The answer is clearly no. Let me give you a practical scenario: suppose I have a service that needs to implement a graceful shutdown. Generally, we would use the SIGTERM signal to achieve this before forcefully killing the process. However, in the container scenario, there is a problem: our init process may not be the program itself (for example, people often consider wrapping it in bash in the entrypoint), or in some special cases, all processes in the container have already been managed by containerd-shim. And containerd-shim does not have the capability to forward signals.

Therefore, in such scenarios, we need to consider introducing additional components to fulfill our requirements. Here, I will introduce a very lightweight init process project designed specifically for containers called tini⁹.

Let's take a look at some of the core code.
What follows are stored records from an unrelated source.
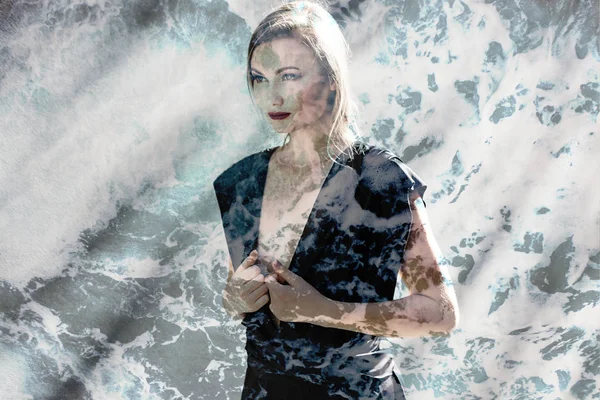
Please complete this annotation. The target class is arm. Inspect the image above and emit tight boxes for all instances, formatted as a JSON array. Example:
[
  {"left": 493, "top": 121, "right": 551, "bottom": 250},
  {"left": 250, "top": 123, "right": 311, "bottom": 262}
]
[
  {"left": 310, "top": 192, "right": 459, "bottom": 337},
  {"left": 221, "top": 260, "right": 246, "bottom": 320}
]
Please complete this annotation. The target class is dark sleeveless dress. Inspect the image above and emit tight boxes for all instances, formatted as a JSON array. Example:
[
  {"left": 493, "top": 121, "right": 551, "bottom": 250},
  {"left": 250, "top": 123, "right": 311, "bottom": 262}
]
[{"left": 213, "top": 142, "right": 427, "bottom": 400}]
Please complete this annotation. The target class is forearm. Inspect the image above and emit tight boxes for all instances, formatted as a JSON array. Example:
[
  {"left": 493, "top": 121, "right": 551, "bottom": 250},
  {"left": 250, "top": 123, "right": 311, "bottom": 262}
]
[{"left": 311, "top": 294, "right": 455, "bottom": 337}]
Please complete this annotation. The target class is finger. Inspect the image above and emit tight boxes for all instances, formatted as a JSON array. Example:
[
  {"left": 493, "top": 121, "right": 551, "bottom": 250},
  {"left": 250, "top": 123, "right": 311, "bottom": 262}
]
[
  {"left": 242, "top": 274, "right": 265, "bottom": 293},
  {"left": 227, "top": 257, "right": 235, "bottom": 282},
  {"left": 237, "top": 265, "right": 262, "bottom": 281},
  {"left": 248, "top": 285, "right": 269, "bottom": 303},
  {"left": 235, "top": 250, "right": 258, "bottom": 272},
  {"left": 254, "top": 294, "right": 269, "bottom": 310}
]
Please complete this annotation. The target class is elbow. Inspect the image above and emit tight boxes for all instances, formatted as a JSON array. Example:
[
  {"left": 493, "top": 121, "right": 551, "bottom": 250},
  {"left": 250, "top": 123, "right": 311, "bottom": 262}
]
[{"left": 435, "top": 302, "right": 460, "bottom": 334}]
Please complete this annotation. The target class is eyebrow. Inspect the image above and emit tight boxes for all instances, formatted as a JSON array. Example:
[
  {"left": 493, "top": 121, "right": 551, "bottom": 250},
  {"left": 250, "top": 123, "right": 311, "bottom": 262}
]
[{"left": 250, "top": 66, "right": 300, "bottom": 75}]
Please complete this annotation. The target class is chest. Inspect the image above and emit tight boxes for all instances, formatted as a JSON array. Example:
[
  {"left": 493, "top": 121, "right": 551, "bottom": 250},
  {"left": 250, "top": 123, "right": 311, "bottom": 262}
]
[{"left": 258, "top": 168, "right": 325, "bottom": 273}]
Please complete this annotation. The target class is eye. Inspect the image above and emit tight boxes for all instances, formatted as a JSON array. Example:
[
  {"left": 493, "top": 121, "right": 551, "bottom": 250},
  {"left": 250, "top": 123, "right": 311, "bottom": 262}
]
[
  {"left": 250, "top": 75, "right": 265, "bottom": 83},
  {"left": 281, "top": 74, "right": 300, "bottom": 81}
]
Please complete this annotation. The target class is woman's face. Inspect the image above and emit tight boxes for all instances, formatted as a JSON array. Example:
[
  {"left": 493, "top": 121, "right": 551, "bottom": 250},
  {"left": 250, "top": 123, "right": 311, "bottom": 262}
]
[{"left": 250, "top": 38, "right": 335, "bottom": 133}]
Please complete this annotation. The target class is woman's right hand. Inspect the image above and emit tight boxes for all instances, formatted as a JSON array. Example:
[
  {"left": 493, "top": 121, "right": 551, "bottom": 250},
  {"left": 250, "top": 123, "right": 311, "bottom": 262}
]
[{"left": 223, "top": 250, "right": 269, "bottom": 317}]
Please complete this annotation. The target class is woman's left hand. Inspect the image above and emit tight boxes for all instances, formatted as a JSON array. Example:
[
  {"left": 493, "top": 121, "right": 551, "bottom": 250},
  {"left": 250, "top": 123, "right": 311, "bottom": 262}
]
[{"left": 265, "top": 261, "right": 330, "bottom": 322}]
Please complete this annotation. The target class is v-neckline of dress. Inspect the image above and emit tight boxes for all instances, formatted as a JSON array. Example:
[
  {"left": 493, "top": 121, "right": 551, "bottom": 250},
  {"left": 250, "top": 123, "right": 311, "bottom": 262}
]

int register_subreaper () {
	if (subreaper > 0) {
		if (prctl(PR_SET_CHILD_SUBREAPER, 1)) {
			if (errno == EINVAL) {
				PRINT_FATAL("PR_SET_CHILD_SUBREAPER is unavailable on this platform. Are you using Linux >= 3.4?")
			} else {
				PRINT_FATAL("Failed to register as child subreaper: %s", strerror(errno))
			}
			return 1;
		} else {
			PRINT_TRACE("Registered as child subreaper");
		}
	}
	return 0;
}

int wait_and_forward_signal(sigset_t const* const parent_sigset_ptr, pid_t const child_pid) {
	siginfo_t sig;

	if (sigtimedwait(parent_sigset_ptr, &sig, &ts) == -1) {
		switch (errno) {
			case EAGAIN:
				break;
			case EINTR:
				break;
			default:
				PRINT_FATAL("Unexpected error in sigtimedwait: '%s'", strerror(errno));
				return 1;
		}
	} else {
		/* There is a signal to handle here */
		switch (sig.si_signo) {
			case SIGCHLD:
				/* Special-cased, as we don't forward SIGCHLD. Instead, we'll
				 * fallthrough to reaping processes.
				 */
				PRINT_DEBUG("Received SIGCHLD");
				break;
			default:
				PRINT_DEBUG("Passing signal: '%s'", strsignal(sig.si_signo));
				/* Forward anything else */
				if (kill(kill_process_group ? -child_pid : child_pid, sig.si_signo)) {
					if (errno == ESRCH) {
						PRINT_WARNING("Child was dead when forwarding signal");
					} else {
						PRINT_FATAL("Unexpected error when forwarding signal: '%s'", strerror(errno));
						return 1;
					}
				}
				break;
		}
	}

	return 0;
}

Here we can clearly see two core points:

Tini will use prctl and PR_SET_CHILD_SUBREAPER to take over orphan processes within the container.
Tini will forward signals to child processes or the associated process group upon receiving signals.

Of course, Tini itself also has some minor issues (though they are relatively obscure). Here’s a discussion topic: suppose we have a service that creates 10 daemon processes and then exits itself. In these ten daemon processes, we set a completely new process group ID (what is known as process group escape). How do we forward signals to these ten processes? (Just for discussion; anyone doing this in production would have been severely reprimanded).

Conclusion#

By now, some may criticize me for not sticking to the topic, as I spent a large portion discussing Linux processes instead of the init process in containers.

In fact, traditional containers can essentially be regarded as a complete process running within the OS. Discussing the init process in containers cannot be separated from discussing relevant knowledge points in Linux process management.

I hope this technical article helps everyone gain a general understanding of the init process in containers and enables correct usage and management of it.

Finally, I wish everyone a Happy New Year! (I hope I won't have to rely on writing articles for a living in the new year, sob sob sob).